#Machine Learning At Scale: HWK 4

Name: Marjorie Sayer

Email: 3marjorie14@gmail.com

Class Name: MIDS 261 Machine Learning At Scale 
Section: 4 (Tuesday 4:00 - 5:30 PM PST)

Week: 4

Date: 2/11/16

###HW 4.0. 

**What is MrJob? How is it different to Hadoop MapReduce?**
MRJob is a python framework for writing MapReduce jobs. It enables the programmer to: 

- use Hadoop MapReduce either in the native Java framework or via Hadoop Streaming
- easily chain a sequence of Hadoop MapReduce jobs together 
- run jobs locally or on AWS using AWS Elastic Map Reduce (EMR)

**What are the mapper_init, mapper_final(), combiner_final(), reducer_final() methods? When are they called?**

In the MapReduce context, the basic programming units are mappers and reducers. Combiners are optimizers for mappers. The MRJob context is larger: a MapReduce job or sequence of jobs. In this larger context, MRJob supports the setup and teardown of mapper, combiner and reducer functions. In detail: 

- **mapper_init()** is a method that initializes a mapper program in MRJob. If, for example, mappers require access to a stored file, the location of the file can be specified in mapper_init(). 

- **mapper_final()** is a mapper that is applied after mapper_init() and mapper() methods have all completed. It can be used to stream output that has been collected through mapper actions. 

- **combiner_final()** like mapper_final(), combiner_final() is used after a combiner() has received all of its input. The output of the combiner_final() must be the same type of key-value pairs as the output of the mapper. 

- **reducer_final()** is a reducer method that is applied after all input has gone to the reducer. 


###HW 4.1.

**What is serialization in the context of MrJob or Hadoop?**

Serialization is the conversion of output data to bytes for transmission over a network. De-serialization is the conversion of bytes to input data. Both MrJob and Hadoop send data from mappers, optionally to combiners, and then to reducers. In cluster environments, mappers and reducers can be on different machines. In between stages the data is converted to bytes and reconverted for input. 

**When is it (serialization) used in these frameworks?**
Serialization is necessary from mapper output to combiner or reducer input; from combiner to reducer; and from reducer to final output. 

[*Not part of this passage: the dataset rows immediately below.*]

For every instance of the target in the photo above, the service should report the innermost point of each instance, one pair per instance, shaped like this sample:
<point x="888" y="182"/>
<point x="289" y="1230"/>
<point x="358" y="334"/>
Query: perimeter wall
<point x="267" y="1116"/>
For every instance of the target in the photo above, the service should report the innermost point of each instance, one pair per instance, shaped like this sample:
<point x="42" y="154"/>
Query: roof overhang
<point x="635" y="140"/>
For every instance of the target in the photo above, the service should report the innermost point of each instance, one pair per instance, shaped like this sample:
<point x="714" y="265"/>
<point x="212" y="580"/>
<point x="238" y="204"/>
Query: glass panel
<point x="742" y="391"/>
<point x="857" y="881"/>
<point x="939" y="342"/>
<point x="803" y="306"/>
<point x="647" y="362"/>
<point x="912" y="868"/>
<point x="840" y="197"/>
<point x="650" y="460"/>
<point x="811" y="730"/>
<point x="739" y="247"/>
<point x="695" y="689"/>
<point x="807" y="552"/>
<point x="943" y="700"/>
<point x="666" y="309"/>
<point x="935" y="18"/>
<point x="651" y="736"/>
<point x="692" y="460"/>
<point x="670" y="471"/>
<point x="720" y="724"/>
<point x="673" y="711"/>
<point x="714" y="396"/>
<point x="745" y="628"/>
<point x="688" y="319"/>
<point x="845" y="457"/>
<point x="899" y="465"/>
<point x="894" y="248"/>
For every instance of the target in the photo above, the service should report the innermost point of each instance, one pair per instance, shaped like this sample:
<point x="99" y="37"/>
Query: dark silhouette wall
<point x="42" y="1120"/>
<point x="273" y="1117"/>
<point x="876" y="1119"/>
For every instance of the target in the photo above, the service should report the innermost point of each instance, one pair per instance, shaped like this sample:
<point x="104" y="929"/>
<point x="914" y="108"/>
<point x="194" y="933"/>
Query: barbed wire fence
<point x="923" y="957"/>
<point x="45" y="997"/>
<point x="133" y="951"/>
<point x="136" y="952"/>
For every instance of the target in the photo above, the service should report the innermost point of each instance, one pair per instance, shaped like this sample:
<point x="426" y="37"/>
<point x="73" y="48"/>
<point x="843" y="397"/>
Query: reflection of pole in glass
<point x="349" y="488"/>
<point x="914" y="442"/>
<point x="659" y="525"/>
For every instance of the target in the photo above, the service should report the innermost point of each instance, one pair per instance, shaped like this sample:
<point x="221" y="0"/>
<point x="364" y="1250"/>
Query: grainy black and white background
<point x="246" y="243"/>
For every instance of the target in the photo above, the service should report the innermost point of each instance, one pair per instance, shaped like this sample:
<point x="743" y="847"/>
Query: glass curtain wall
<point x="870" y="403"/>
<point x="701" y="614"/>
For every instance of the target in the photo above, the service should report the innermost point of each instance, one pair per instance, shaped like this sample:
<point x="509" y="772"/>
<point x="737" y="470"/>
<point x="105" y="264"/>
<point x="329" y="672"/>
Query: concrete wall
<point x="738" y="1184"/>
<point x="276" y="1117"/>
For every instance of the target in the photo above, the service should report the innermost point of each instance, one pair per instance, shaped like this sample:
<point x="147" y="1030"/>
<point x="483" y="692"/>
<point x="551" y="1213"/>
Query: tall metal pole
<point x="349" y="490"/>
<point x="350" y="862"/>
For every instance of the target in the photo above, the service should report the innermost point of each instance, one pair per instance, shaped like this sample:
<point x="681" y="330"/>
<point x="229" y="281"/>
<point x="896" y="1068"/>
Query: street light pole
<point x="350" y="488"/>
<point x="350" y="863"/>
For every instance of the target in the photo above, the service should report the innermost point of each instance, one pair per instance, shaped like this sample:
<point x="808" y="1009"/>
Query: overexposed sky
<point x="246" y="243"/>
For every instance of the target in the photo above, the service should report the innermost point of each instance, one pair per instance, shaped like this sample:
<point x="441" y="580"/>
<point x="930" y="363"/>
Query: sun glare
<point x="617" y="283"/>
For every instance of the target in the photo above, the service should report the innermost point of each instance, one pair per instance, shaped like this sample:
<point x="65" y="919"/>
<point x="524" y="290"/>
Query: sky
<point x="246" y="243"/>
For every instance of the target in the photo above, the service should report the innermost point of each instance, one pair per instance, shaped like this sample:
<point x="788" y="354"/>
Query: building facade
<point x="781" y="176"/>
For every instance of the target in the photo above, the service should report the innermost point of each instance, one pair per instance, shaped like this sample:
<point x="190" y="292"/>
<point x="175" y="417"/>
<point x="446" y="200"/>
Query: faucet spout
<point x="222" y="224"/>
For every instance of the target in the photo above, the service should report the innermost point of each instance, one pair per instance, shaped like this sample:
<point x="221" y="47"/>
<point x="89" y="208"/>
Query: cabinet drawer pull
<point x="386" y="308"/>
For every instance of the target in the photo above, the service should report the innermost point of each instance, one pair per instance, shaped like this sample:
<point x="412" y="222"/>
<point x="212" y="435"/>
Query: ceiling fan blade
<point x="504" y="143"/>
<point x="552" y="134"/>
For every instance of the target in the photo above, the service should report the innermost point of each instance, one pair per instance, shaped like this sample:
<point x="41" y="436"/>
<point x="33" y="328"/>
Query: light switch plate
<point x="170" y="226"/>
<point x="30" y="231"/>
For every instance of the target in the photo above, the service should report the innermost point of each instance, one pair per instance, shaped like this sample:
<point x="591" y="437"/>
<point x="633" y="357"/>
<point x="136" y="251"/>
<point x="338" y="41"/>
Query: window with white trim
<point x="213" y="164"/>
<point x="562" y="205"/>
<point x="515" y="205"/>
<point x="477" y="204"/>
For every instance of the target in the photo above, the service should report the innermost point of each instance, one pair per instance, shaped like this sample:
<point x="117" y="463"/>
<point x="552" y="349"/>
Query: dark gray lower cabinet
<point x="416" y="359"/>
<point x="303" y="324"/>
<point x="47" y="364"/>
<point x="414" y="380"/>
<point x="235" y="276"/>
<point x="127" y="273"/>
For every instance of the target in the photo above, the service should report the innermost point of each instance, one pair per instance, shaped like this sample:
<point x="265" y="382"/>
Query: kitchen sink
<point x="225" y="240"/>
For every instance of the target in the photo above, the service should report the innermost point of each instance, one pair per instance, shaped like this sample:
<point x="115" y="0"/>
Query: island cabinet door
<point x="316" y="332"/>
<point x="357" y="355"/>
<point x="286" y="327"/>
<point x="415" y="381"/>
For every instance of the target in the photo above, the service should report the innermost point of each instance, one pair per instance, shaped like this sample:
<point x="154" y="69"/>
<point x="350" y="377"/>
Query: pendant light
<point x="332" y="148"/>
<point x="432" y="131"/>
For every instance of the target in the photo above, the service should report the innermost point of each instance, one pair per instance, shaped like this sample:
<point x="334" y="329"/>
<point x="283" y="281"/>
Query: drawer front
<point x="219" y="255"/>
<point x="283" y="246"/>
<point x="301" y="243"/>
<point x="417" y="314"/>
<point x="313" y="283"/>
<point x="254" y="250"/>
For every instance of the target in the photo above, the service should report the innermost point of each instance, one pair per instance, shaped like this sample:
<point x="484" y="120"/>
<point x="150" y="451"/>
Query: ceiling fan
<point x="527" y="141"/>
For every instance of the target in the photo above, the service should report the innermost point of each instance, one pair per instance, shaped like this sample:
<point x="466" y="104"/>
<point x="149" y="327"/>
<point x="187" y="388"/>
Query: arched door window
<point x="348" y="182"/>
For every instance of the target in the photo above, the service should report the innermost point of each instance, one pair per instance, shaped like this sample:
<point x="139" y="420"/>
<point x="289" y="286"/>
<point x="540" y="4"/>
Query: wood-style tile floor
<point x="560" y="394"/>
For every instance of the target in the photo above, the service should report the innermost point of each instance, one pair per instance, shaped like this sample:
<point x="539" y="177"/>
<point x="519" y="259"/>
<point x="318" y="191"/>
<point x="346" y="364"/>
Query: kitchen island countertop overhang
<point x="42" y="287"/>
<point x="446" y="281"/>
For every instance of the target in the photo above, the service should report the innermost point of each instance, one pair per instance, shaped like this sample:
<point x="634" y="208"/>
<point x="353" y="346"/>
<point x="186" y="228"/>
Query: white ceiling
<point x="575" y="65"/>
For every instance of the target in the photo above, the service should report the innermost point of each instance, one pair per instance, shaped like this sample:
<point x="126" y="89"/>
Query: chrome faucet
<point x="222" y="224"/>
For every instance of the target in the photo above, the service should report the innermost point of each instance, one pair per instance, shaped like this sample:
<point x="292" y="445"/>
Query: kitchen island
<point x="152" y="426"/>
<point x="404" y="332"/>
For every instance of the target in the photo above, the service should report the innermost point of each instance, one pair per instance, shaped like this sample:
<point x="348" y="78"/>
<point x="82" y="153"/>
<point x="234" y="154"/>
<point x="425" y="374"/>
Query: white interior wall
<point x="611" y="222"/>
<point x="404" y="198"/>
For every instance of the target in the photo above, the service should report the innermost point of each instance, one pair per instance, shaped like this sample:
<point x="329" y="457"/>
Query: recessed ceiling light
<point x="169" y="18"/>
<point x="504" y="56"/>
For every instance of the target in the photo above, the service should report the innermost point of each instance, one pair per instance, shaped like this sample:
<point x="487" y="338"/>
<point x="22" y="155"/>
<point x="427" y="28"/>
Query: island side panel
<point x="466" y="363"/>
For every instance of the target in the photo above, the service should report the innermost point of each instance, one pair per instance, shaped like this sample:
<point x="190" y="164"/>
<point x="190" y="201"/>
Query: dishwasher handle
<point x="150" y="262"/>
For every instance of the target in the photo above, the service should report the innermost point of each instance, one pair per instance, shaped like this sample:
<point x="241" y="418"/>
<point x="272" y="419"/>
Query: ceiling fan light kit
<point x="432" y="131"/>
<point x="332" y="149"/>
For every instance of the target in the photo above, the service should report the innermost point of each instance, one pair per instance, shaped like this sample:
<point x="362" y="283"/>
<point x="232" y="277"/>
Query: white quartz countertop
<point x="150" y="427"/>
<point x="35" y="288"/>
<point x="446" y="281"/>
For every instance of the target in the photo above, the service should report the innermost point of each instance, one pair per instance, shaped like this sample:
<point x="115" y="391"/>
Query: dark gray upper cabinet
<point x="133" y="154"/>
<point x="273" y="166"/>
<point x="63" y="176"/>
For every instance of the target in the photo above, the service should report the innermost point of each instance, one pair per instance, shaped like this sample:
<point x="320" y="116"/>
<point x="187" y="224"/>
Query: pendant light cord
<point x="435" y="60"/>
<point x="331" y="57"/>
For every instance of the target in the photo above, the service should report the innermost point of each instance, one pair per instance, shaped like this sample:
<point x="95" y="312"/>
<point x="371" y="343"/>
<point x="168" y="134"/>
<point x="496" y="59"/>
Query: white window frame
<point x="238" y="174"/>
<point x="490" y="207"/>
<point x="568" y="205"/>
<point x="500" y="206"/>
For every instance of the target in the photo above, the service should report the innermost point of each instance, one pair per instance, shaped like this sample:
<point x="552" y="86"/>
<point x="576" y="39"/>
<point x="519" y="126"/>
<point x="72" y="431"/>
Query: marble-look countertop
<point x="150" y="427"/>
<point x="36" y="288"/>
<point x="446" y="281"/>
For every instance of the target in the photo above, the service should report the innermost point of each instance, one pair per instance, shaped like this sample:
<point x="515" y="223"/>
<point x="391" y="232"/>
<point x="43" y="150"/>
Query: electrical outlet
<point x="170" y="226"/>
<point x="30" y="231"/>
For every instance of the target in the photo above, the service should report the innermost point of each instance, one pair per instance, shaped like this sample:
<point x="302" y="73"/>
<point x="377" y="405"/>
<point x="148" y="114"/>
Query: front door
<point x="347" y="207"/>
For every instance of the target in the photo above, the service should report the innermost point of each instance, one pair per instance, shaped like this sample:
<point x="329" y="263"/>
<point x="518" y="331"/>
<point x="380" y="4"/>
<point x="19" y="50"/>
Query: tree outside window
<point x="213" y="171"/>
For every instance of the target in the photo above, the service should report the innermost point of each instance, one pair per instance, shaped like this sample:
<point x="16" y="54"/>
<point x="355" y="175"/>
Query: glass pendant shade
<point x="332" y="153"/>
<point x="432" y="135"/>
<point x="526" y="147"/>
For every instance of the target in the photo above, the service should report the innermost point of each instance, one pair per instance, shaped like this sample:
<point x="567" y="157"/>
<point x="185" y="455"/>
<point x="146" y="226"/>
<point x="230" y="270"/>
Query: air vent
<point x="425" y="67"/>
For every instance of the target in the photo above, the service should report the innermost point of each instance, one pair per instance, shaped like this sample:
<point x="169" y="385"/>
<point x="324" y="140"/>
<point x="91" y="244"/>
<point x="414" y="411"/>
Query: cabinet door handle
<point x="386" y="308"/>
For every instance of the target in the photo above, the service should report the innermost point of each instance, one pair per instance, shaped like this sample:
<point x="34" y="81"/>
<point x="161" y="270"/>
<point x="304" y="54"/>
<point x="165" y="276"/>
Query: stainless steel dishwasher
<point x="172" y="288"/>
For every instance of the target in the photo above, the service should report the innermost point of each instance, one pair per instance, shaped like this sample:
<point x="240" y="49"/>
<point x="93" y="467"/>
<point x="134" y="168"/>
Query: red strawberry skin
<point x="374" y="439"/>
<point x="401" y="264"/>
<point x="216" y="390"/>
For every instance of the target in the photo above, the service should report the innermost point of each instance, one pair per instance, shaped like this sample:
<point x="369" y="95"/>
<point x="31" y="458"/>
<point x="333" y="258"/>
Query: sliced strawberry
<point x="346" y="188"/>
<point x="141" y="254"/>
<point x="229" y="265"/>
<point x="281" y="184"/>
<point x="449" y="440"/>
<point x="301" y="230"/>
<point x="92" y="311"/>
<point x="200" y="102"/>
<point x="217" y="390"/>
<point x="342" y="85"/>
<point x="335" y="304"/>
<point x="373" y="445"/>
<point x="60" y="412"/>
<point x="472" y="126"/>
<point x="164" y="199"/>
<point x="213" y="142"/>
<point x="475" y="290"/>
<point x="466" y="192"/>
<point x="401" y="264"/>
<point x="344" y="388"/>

**What is the default serialization mode for input and outputs for MrJob?**

The default serialization mode for input and outputs for MrJob is JSON. 


###HW 4.2.

Recall the Microsoft logfiles data from the async lecture. The logfiles are described are located at:

https://kdd.ics.uci.edu/databases/msweb/msweb.html
http://archive.ics.uci.edu/ml/machine-learning-databases/anonymous/

This dataset records which areas (Vroots) of www.microsoft.com each user visited in a one-week timeframe in Feburary 1998.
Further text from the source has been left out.